In a statement issued to the Sentinel, the DoE said Mr Attwood would not be supportive of such a development now if it were to come before the planners.
“The Minister has made it clear that if this development were to be proposed now, he would like to think development would be refused, given the character and quality of the river and the river setting,” a spokesperson stated.
“The Minister cannot revisit the lawful development that exists - but he can assess the unauthorised developments. In that regard the Minister finds the current situation unsatisfactory.
“In other cases where there have been unauthorised developments, he has instructed the service of enforcement and stop notices. He has asked for full briefing on all the live cases, to assess if enforcement action should be escalated,” the spokesperson added.
The anglers also accused the DoE “of persistent neglect and complicity in allowing environmentally damaging unauthorised developments to become immune from enforcement action along this iconic river valley.”
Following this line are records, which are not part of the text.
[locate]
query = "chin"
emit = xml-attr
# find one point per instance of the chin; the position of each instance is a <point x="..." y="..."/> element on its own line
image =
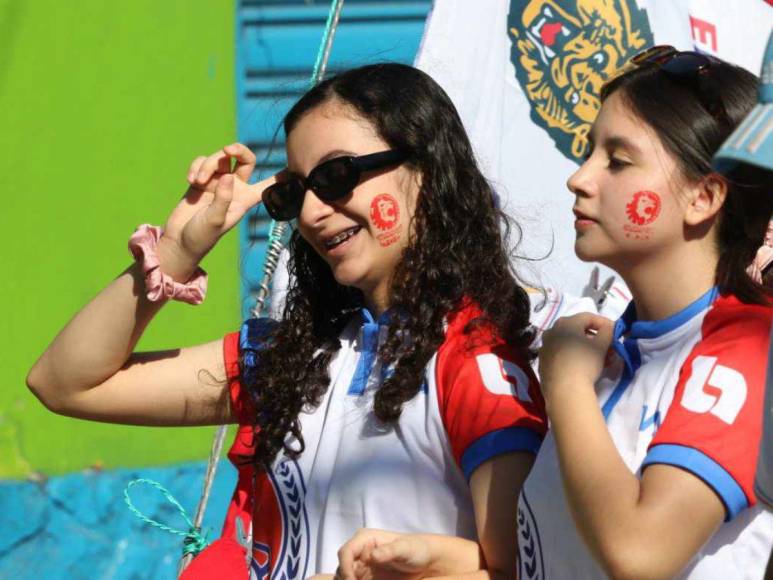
<point x="348" y="277"/>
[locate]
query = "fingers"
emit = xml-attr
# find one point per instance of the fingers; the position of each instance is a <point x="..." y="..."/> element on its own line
<point x="245" y="160"/>
<point x="194" y="168"/>
<point x="218" y="210"/>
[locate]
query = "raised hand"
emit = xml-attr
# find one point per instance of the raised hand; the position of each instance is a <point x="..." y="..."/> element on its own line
<point x="218" y="196"/>
<point x="381" y="555"/>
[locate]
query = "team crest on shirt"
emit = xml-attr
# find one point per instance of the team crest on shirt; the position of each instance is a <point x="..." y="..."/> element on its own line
<point x="564" y="51"/>
<point x="281" y="521"/>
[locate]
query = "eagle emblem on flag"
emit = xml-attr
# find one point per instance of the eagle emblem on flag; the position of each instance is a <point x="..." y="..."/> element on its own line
<point x="563" y="52"/>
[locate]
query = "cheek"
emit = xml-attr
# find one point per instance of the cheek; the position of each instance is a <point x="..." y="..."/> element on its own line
<point x="642" y="214"/>
<point x="386" y="217"/>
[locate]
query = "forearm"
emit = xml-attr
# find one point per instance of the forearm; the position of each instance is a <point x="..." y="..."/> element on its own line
<point x="452" y="556"/>
<point x="99" y="339"/>
<point x="601" y="491"/>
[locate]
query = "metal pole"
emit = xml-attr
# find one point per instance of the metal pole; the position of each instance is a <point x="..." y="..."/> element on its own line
<point x="272" y="259"/>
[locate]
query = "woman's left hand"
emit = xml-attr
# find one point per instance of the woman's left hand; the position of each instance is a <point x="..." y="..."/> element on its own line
<point x="574" y="350"/>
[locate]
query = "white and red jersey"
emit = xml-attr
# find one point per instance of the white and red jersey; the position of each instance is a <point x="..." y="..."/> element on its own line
<point x="763" y="484"/>
<point x="686" y="391"/>
<point x="480" y="399"/>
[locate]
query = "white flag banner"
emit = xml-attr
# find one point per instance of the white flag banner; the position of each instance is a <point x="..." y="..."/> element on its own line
<point x="525" y="76"/>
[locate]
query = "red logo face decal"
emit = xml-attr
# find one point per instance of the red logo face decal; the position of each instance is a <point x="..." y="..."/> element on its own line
<point x="644" y="208"/>
<point x="384" y="212"/>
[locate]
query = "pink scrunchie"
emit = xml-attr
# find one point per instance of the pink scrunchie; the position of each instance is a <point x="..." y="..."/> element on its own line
<point x="158" y="286"/>
<point x="763" y="258"/>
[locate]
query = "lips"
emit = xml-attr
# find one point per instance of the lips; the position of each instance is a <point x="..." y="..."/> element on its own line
<point x="341" y="237"/>
<point x="580" y="216"/>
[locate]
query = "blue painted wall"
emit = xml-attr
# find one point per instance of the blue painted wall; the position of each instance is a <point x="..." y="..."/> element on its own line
<point x="276" y="47"/>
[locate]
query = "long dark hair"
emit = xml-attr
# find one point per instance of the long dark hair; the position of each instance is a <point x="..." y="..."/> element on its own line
<point x="457" y="252"/>
<point x="692" y="131"/>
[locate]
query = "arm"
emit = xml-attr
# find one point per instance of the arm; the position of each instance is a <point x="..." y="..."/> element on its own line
<point x="90" y="370"/>
<point x="634" y="528"/>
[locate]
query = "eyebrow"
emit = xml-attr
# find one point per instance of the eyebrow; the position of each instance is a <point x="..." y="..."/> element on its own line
<point x="620" y="142"/>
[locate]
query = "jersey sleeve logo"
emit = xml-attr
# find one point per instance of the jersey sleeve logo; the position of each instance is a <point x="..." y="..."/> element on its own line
<point x="503" y="377"/>
<point x="730" y="384"/>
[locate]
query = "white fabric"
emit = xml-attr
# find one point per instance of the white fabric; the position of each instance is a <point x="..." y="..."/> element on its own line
<point x="467" y="49"/>
<point x="763" y="483"/>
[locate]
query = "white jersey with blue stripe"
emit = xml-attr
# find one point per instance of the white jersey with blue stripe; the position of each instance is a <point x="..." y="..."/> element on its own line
<point x="479" y="400"/>
<point x="686" y="391"/>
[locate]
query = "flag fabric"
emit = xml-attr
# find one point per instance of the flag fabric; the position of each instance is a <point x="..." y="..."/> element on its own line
<point x="525" y="76"/>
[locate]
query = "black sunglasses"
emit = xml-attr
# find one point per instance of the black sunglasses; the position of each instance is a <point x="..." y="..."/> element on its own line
<point x="688" y="67"/>
<point x="331" y="180"/>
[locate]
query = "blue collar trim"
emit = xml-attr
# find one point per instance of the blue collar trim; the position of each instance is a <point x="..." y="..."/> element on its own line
<point x="628" y="324"/>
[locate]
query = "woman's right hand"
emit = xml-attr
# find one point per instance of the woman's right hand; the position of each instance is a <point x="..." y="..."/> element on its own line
<point x="218" y="196"/>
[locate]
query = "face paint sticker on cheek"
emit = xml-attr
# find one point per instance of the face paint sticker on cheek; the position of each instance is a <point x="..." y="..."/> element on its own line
<point x="642" y="211"/>
<point x="385" y="215"/>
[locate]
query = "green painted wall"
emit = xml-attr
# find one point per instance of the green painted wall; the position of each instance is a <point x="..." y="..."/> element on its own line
<point x="102" y="107"/>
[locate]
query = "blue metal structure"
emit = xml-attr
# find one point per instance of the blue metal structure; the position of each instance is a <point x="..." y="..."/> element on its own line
<point x="276" y="46"/>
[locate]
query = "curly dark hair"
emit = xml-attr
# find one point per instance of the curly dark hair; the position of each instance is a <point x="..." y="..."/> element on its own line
<point x="457" y="252"/>
<point x="681" y="116"/>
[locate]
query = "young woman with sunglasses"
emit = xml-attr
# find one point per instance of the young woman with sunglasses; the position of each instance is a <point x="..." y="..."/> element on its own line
<point x="647" y="470"/>
<point x="403" y="316"/>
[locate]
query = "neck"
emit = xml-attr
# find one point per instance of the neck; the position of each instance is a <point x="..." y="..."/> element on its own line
<point x="376" y="301"/>
<point x="662" y="285"/>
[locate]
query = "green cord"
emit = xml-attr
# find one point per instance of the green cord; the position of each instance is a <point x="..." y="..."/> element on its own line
<point x="193" y="543"/>
<point x="314" y="73"/>
<point x="325" y="36"/>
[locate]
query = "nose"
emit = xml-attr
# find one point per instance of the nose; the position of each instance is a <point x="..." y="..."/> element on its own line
<point x="314" y="210"/>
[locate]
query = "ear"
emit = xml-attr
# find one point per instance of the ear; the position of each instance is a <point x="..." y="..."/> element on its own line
<point x="707" y="198"/>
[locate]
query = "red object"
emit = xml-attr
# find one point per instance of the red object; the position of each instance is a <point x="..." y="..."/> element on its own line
<point x="224" y="559"/>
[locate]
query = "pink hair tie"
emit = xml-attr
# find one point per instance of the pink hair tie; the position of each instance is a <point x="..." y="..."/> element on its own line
<point x="159" y="286"/>
<point x="764" y="256"/>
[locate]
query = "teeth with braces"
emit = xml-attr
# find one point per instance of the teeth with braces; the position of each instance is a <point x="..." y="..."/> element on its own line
<point x="343" y="236"/>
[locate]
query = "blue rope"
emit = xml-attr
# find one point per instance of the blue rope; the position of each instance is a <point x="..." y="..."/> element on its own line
<point x="312" y="81"/>
<point x="325" y="36"/>
<point x="193" y="542"/>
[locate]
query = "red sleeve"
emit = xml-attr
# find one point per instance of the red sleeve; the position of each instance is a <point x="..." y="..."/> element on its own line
<point x="490" y="401"/>
<point x="713" y="426"/>
<point x="240" y="401"/>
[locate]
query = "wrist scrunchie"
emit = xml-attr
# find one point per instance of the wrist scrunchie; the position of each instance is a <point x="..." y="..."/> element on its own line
<point x="159" y="286"/>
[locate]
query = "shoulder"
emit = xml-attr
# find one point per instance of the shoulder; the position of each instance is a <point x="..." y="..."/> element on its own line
<point x="732" y="328"/>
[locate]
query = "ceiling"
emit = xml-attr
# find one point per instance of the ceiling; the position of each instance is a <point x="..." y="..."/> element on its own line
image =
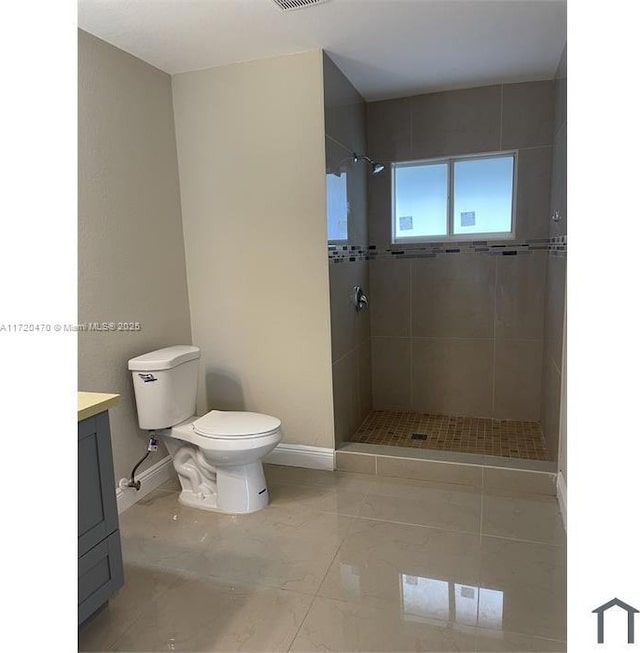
<point x="387" y="48"/>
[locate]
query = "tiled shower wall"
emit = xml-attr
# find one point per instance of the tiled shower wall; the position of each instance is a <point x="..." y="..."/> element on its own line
<point x="461" y="333"/>
<point x="552" y="376"/>
<point x="345" y="133"/>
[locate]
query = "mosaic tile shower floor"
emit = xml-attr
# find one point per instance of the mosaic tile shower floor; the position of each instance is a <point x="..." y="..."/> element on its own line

They complain of an “endemic culture of retrospective regularisation of unauthorised development encouraged by Planning Service through its failure to enforce against breaches of planning control.”
But this is denied by the Department, which stated: “DoE Planning and NIEA have monitored water quality and other issues on the river. To date, scientific evidence does not confirm that the developments have had an adverse impact on the integrity of the designations applicable to the River Faughan.
“These designations include Special Area of Conservation and an Area of Special Scientific Interest.
The DoE says seven retrospective planning applications along the Mobuoy Road are being considered.
“The Department can confirm that they are currently considering seven retrospective planning applications dealing with sand and gravel extraction along the Mobuoy Road.
“There are enforcement cases associated with each of these sites.
“An Enforcement Notice has been served in relation to the most serious breach of Planning Control, where the offender has failed to comply and will now proceed with summons action. Two further cases are under investigation,” a spokesperson stated.
Campsie Sand and Gravel is not the only local employer to have sparked anglers’ concerns.
The anglers have also complained that the WJ Chambers concrete plant at Bessy’s Dam has been allowed to expand despite a number of planning commission refusals.
In July the Sentinel reported how the DoE had investigated a number of alleged pollution incidents at the WJ Chambers concrete production yard in Drumahoe and was working to resolve the matter to fully protect the Faughan river.
The Minister pointed out then that settlement lagoons at the Londonderry employer’s site were not in breach of Habitat Directives and were in place before the river was designated an Area of Special Scientific Interest. He also said the company wanted to move them.
WJ Chambers declined to comment on the Faughan anglers’ concerns when contacted by the Sentinel.